Islamic history month?

Well, they’ve already added Ramadan to the list of official holidays to be commemorated at an Illinois school, and over the objections of parents at that. Schools are banning Halloween and calling Christmas “Winter Festival.” Two Canadian cities have added “Islamic history month” to their calendars at the behest of an Islamic grievance group similar to CAIR.

The Canadian Islamic Congress (CIC) has been bombarding journalists and local politicians with press releases urging that October be proclaimed “Islamic History Month.” The cities of Victoria and Kingston have duly complied, in the same crowd-pleasing spirit that has inspired the U.S. Congress to proclaim the last week in May “National Pickle Week.”

As organizations go, the Canadian Islamic Congress is at once ludicrous and worrisome. When it is not trying to silence journalists, it is condoning militant Islamists.
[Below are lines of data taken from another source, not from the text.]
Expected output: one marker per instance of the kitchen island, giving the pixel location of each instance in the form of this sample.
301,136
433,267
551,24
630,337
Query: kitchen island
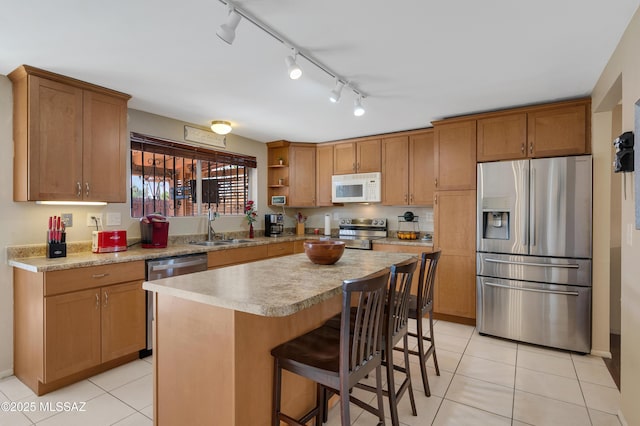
214,330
But just as a stopped clock is right twice a day, this time the CIC has got hold of an interesting idea.

That’s the admirable David Frum writing, and he goes on to put a twist on the idea that sounds good.
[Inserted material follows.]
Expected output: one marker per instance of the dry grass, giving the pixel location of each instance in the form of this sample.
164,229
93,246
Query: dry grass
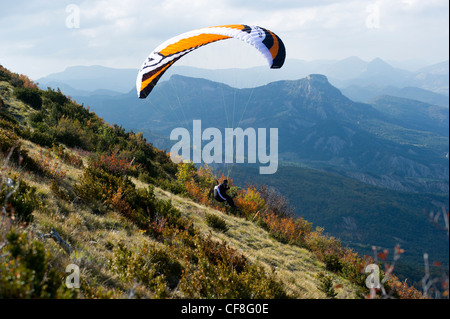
296,266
We in the West do need better understanding of Islamic history and culture. For almost three-quarters of a millennium, from the early 700s until the middle 1400s, the Muslim Middle East excelled Christian Europe in science, technology and culture. Famines and plagues occurred less often in the Middle East than in Europe; and writers and thinkers enjoyed greater liberty.

After the Middle East fell into relative decline, Islam spread through Africa and Asia largely by peaceful conversion, because it offered people a more consoling and convincing belief system than they had known before.

The joyless, obscurantist, intolerant, authoritarian and often violent Islam in the ascendant today is not Islam’s only form. Islam has been other, better, things in the past. Wider understanding of Islam’s progressive past may help to create a more progressive future. When you reach a dead end, the best thing to do is retrace your steps, and return to the point at which you made your wrong turn.

If that’s what is meant by the study of Islamic history, yes, let’s have a month of it.

And I would be on board myself, if that’s what Islamic history month amounted to.

But we all know that that’s not how Islamic history month will work out. Our politicians lack the backbone to make it work like that, even if it started out with that intent. A lot of stuff would creep in, and a lot of stuff would get tossed out.

In: Tales of Mohammed’s magnanimity.
Out: Tales of Mohammed’s warlording ways.

In: Fallacious tales equating Christianity and Islam.
Out: Any real discussion of the actual differences between the two founders and the faiths they promoted.

In: Discussions of various suras stipulating that there is no compulsion in Islam.
Out: The Ten Commandments.

In: “Jihad is an inner struggle.”
Out: Tell that to these guys.

In: The Crusades as Christian imperialism.
Out: The Crusades as Islamic imperialism, which is actually what the Crusades were.

In: The conquest of Andalusia.
Out: The Reconquista of Spain.

Etc etc. I’m sure you can come up with a few of your own.

That’s how Islamic history month would go — it would become a month-long celebration without any discussion allowed of the, um, downsides. So I’m going to go out on a limb here and step out against Islamic history month.